Notiert in Mailand

Aussterbende Spezies

Zeitungskioske gehören zum Bild vieler italienischer Städte. Der Weg zum Kiosk und dann ins Caffè war für viele Italiener quasi ein Ritual. Doch mit den Zeitungslesern sterben auch die Kioske.

Aussterbende Spezies

Notiert in Mailand

Aussterbende Spezies

Von Gerhard Bläske

Der Gang zum Zeitungskiosk und dann ins Caffè gehört für viele Italiener zum morgendlichen Ritual. Doch dieses Bild ist zum Klischee geworden. Denn immer weniger Italiener lesen Zeitung – und wenn, dann digital. Und so geht die Zahl der Zeitungskioske seit Jahren dramatisch zurück. Allein zwischen 2019 und 2023 machten fast 2.700 von ihnen zu. 13.500 zählt der zuständige Verband Unioncamere aktuell. Besonders viele (2.370) gibt es in der Lombardei, gefolgt vom Latium (1.664) und der Emilia Romagna (1.329). Gemessen an der Bevölkerung gibt es jedoch die meisten in Ligurien (2.283 pro Einwohner) und die wenigsten im Trentino und in Südtirol, wo insgesamt nur 88 solcher Kioske existieren.

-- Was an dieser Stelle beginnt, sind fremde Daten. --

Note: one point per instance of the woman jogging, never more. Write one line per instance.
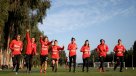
(86, 55)
(102, 49)
(16, 46)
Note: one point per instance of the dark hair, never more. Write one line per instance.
(35, 39)
(102, 40)
(16, 36)
(55, 41)
(73, 39)
(85, 42)
(45, 37)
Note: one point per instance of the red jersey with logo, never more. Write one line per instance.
(30, 47)
(86, 51)
(16, 47)
(102, 49)
(72, 47)
(55, 51)
(44, 46)
(119, 50)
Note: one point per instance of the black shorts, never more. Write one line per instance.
(43, 58)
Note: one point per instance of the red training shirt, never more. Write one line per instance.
(16, 47)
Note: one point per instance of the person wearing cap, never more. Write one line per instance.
(72, 47)
(86, 55)
(119, 50)
(44, 52)
(55, 55)
(102, 49)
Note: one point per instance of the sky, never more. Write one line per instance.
(93, 20)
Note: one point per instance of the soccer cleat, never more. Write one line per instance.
(40, 70)
(16, 73)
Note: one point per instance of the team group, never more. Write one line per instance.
(16, 46)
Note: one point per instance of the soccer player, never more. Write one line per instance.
(102, 49)
(55, 55)
(30, 51)
(86, 55)
(16, 46)
(119, 50)
(72, 47)
(44, 52)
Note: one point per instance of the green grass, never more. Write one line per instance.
(64, 72)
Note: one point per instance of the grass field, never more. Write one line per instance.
(64, 72)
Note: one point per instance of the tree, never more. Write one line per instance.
(18, 15)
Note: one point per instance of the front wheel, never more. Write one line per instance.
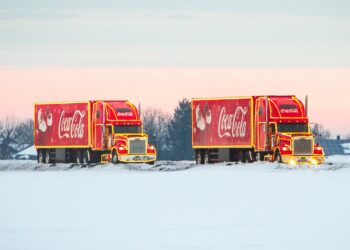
(278, 157)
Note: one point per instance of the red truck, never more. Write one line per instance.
(246, 129)
(90, 131)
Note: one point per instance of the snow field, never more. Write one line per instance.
(221, 206)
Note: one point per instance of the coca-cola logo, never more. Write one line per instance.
(233, 125)
(71, 126)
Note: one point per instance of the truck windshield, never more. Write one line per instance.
(127, 129)
(293, 128)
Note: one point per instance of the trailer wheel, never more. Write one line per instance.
(47, 156)
(78, 157)
(86, 157)
(206, 159)
(241, 157)
(249, 156)
(40, 156)
(199, 157)
(115, 157)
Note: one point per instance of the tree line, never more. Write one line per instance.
(15, 135)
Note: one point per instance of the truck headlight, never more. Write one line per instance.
(314, 161)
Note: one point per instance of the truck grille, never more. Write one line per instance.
(137, 146)
(303, 146)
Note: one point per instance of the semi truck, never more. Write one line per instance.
(247, 129)
(91, 131)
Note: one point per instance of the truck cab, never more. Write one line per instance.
(118, 131)
(283, 131)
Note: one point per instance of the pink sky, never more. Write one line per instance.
(328, 89)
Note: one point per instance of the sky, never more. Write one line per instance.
(157, 52)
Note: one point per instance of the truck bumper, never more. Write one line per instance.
(137, 158)
(303, 160)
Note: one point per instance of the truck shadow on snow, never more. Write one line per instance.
(162, 166)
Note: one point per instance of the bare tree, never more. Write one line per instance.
(8, 136)
(155, 123)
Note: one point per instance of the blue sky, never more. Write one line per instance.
(175, 33)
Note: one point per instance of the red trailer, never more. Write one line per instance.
(91, 131)
(253, 128)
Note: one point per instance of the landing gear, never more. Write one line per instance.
(199, 157)
(40, 156)
(47, 156)
(249, 158)
(86, 157)
(78, 157)
(115, 157)
(206, 159)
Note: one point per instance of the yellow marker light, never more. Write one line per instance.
(292, 162)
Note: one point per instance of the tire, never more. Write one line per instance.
(241, 157)
(278, 157)
(199, 157)
(249, 156)
(86, 157)
(114, 159)
(78, 157)
(40, 156)
(47, 157)
(206, 158)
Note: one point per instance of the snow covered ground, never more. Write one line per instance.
(175, 205)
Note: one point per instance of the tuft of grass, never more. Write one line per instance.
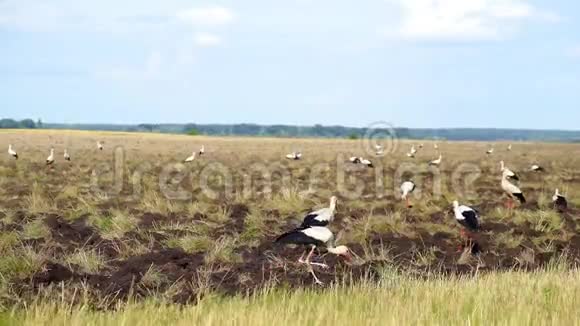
(191, 243)
(89, 261)
(223, 252)
(38, 201)
(35, 229)
(153, 278)
(118, 224)
(19, 263)
(255, 228)
(513, 298)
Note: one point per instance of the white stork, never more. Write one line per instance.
(537, 168)
(511, 190)
(508, 172)
(313, 237)
(406, 189)
(190, 158)
(50, 158)
(366, 162)
(294, 156)
(560, 202)
(468, 218)
(321, 217)
(355, 160)
(12, 152)
(436, 162)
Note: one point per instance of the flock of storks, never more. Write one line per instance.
(314, 232)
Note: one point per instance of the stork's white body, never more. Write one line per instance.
(12, 152)
(50, 158)
(437, 162)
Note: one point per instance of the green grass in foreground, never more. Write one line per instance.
(516, 298)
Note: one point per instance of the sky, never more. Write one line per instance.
(412, 63)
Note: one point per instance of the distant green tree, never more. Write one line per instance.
(9, 124)
(27, 124)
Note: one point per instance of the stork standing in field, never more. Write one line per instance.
(511, 190)
(559, 201)
(12, 152)
(412, 152)
(321, 217)
(406, 189)
(467, 217)
(436, 162)
(191, 158)
(294, 156)
(366, 162)
(537, 168)
(313, 237)
(508, 172)
(50, 158)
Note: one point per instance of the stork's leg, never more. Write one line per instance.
(461, 246)
(316, 280)
(310, 257)
(301, 259)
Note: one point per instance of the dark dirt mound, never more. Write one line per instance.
(73, 234)
(52, 273)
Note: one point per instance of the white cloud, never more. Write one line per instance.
(464, 19)
(209, 16)
(151, 69)
(207, 40)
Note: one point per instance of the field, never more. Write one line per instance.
(134, 230)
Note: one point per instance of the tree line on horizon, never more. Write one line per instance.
(317, 131)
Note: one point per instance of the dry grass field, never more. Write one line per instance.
(134, 223)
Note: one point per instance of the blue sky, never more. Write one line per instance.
(415, 63)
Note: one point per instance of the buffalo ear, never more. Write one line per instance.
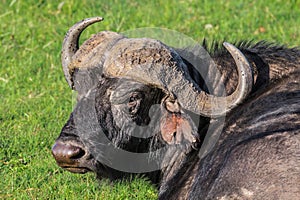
(176, 126)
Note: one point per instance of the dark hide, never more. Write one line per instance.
(257, 155)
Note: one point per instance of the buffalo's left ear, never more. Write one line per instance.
(176, 126)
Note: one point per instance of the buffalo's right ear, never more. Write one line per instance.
(176, 126)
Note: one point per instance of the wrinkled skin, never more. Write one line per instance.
(256, 157)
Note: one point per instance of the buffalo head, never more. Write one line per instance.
(127, 84)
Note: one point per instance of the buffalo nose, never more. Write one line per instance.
(66, 153)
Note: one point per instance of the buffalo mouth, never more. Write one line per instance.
(72, 156)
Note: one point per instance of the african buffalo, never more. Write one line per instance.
(143, 108)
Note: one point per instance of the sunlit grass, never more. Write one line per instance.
(36, 101)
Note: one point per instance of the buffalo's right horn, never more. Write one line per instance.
(70, 45)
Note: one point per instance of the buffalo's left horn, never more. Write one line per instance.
(151, 62)
(70, 45)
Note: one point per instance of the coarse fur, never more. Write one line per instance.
(257, 155)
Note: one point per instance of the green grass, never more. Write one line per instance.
(35, 100)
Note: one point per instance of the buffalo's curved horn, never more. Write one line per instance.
(70, 45)
(151, 62)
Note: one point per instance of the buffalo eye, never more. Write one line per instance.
(134, 103)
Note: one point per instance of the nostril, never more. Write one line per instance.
(66, 153)
(78, 153)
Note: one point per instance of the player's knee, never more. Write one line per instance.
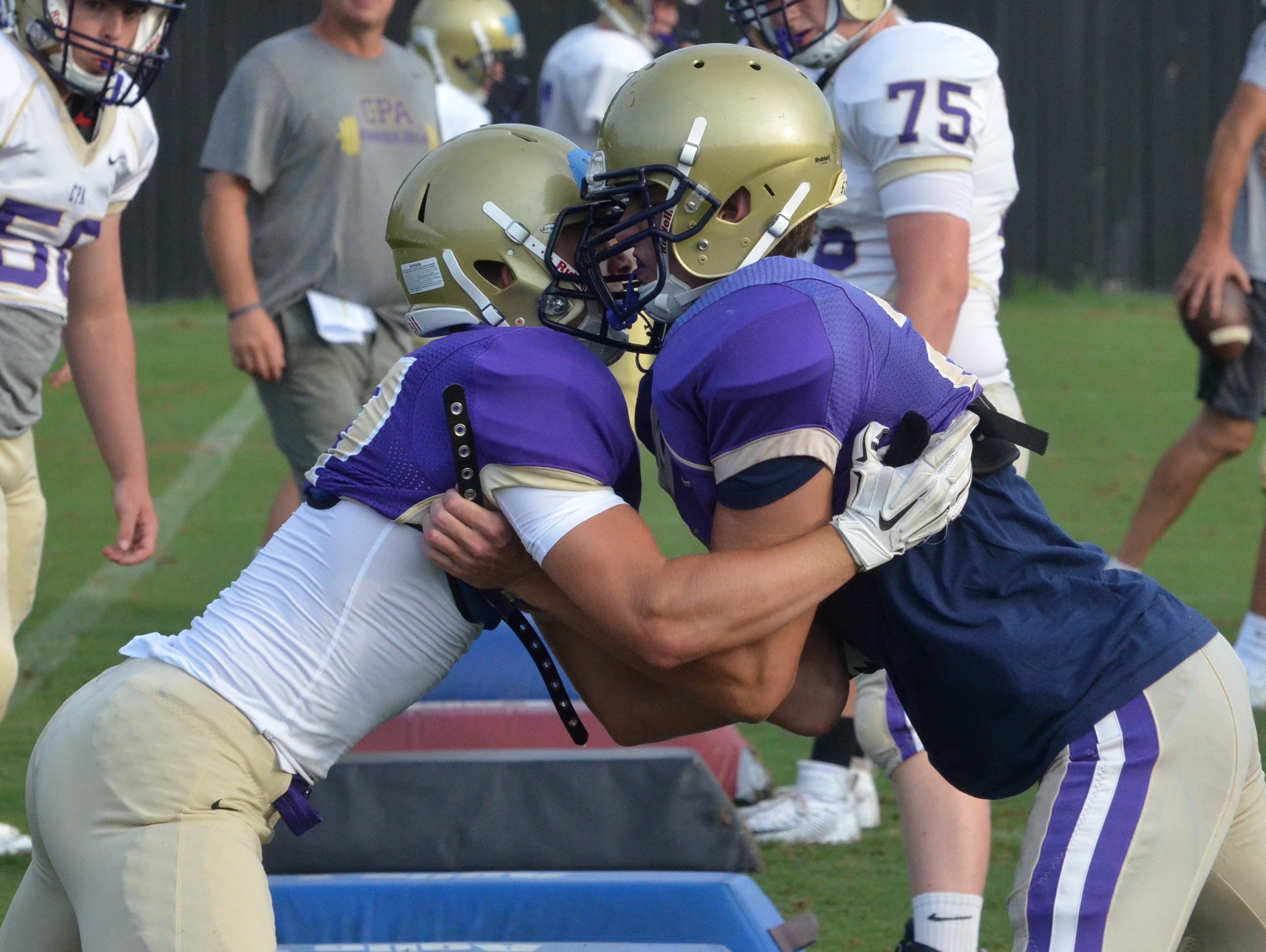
(1223, 436)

Auch der Autor dieser Zeilen liest seine Zeitung fast nur digital. Der gewohnte Zeitungskiosk um die Ecke hat vor drei Jahren geschlossen. Ein Nachfolger fand sich nicht. So entfällt auch der frühere Plausch über die neuesten Fußballergebnisse, das Wetter oder die Weltläufe. Zumindest im Caffè liegen noch ein paar Blätter aus, die zum schnellen Durchschauen einladen.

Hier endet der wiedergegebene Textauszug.